Modification and variation can be made to the disclosed embodiment without departing from the subject of the invention as defined in the following claims. For example, a greater or lesser number of snap rings 8 can be used if desired. Also, external surfaces 10 and internal surfaces 30 can be made with cross-sectional shapes other than circular. Types of resilient retainers other than snap ring 8 can also be used to bias fingers 20 inwardly. Pin 4 may also be annealed if desired.
1. A low resistance electrical connector comprising:
- a socket having a bore formed within one end thereof, said bore bounded by an internal electrical contact surface;
- a pin having an external electrical contact surface sized for complementary mating engagement with said internal electrical contact surface;
- said one end of said socket being segmented by at least one longitudinal axial slot extending from said one end to define at least one finger surrounding said central bore, said finger being of soft annealed metal so to aid intimate electrical contact with the pin; and
- a resilient fastener constrictingly mounted about said at least one finger to bias said finger toward said central bore to enhance electrical contact between said internal and external surfaces.
2. The electrical connector of claim 1 wherein said segmented one end is tubular.
3. The electrical connector of claim 1 wherein said fastener includes a snap ring configured to substantially circumscribe said one end and bias said at least one finger inwardly toward said pin.
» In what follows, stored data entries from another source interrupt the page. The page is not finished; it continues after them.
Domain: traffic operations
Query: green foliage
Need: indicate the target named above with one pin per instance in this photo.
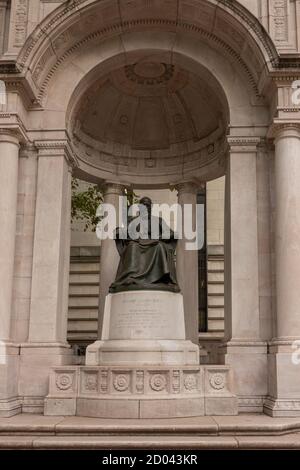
(86, 202)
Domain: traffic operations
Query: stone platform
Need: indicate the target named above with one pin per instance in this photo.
(141, 392)
(27, 431)
(143, 366)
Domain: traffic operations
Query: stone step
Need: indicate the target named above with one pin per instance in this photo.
(83, 314)
(83, 326)
(215, 276)
(83, 289)
(213, 265)
(86, 302)
(215, 325)
(215, 301)
(215, 288)
(84, 267)
(243, 431)
(84, 277)
(75, 336)
(215, 312)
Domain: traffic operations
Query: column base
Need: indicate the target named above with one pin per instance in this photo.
(141, 352)
(248, 360)
(36, 361)
(144, 392)
(10, 404)
(284, 380)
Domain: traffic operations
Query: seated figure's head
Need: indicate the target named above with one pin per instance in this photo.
(146, 201)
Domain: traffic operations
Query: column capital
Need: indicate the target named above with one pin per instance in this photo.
(111, 187)
(243, 144)
(57, 148)
(284, 130)
(9, 136)
(187, 187)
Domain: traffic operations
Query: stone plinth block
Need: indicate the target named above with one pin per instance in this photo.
(141, 392)
(143, 327)
(143, 315)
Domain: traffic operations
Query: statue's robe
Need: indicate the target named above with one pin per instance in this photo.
(146, 263)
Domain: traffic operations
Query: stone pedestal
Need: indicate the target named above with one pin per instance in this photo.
(283, 360)
(143, 327)
(143, 367)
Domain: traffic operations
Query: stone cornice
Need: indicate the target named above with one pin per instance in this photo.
(34, 55)
(284, 129)
(241, 144)
(233, 7)
(11, 123)
(56, 148)
(130, 26)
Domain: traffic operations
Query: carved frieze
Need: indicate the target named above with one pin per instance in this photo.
(21, 18)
4. The electrical connector of claim 1 wherein said socket is of soft annealed metal.
5. The electrical connector of claim 1 wherein said soft annealed metal is copper or a copper based alloy.
6. The electrical connector of claim 1 wherein said socket is plated with silver.
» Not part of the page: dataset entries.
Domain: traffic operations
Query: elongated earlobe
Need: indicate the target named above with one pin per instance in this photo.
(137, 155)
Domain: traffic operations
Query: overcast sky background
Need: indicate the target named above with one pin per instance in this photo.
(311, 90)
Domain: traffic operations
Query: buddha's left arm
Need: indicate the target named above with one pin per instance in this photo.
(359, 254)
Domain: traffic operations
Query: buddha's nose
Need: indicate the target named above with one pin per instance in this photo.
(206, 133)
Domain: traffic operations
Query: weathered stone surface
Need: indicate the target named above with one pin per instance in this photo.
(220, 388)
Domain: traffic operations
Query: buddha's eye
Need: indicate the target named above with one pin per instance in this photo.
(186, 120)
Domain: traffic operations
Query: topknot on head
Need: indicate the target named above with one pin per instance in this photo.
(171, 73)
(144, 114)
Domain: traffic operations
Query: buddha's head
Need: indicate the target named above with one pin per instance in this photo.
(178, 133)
7. The electrical connector of claim 1 wherein said one end is segmented by a pluarlity of slots to define a plurality of flexible fingers.
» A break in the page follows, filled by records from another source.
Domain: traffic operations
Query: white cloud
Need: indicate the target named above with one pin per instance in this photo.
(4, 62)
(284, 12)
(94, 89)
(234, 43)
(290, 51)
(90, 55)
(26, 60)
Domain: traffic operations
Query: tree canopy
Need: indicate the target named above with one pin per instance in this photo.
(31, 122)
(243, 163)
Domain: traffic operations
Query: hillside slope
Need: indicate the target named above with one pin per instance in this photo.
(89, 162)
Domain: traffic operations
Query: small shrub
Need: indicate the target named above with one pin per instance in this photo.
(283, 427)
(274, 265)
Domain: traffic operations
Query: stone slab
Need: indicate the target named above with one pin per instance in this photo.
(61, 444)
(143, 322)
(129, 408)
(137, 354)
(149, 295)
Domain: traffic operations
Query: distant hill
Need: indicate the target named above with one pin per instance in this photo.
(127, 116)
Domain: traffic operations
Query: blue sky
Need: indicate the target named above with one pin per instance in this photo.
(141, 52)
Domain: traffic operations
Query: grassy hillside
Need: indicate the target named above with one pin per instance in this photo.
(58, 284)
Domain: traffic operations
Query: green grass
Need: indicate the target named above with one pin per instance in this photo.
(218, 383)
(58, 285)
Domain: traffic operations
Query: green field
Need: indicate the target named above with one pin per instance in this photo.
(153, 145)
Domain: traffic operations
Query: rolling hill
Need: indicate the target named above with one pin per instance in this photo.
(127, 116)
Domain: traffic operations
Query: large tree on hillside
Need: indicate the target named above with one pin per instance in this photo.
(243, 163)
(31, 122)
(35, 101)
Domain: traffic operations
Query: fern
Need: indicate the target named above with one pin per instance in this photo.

8. The electrical connector of claim 1 wherein said external and internal contact surfaces have circular cross-sectional shapes.
9. The electrical connector of claim 8 wherein said internal contact surface is cylindrical.
10. The electrical connector of claim 9 wherein said external contact surface is cylindrical.
11. The electrical connector of claim 1 further comprising a positioning groove circumscribing said at least one finger for placement of said fastener therein.
12. The electrical connector of claim 11 wherein said groove is circular.
13. The electrical connector of claim 12 comprising a plurality of circular snap ring fasteners positoned within a plurality of said positioning grooves.
14. An electrical connector comprising:
- a generally cylindrical socket having a tubular end, said tubular end defining a plurality of fingers separated by longitudinal grooves, said fingers being an annealed copper or copper alloy;
- a generally cylindrical pin sized for complementary mating engagement within said tubular end; and
- a resilient snap ring circumscribing said fingers, said snap ring sized to bias said fingers inwardly to enhance the electrical contact between the fingers and the pin.
15. The electrical connector of claim 14 wherein said socket and pin are plated with silver to remove oxidation resistance and said socket includes a circular groove formed in an outer surface thereof for receipt of said snap ring.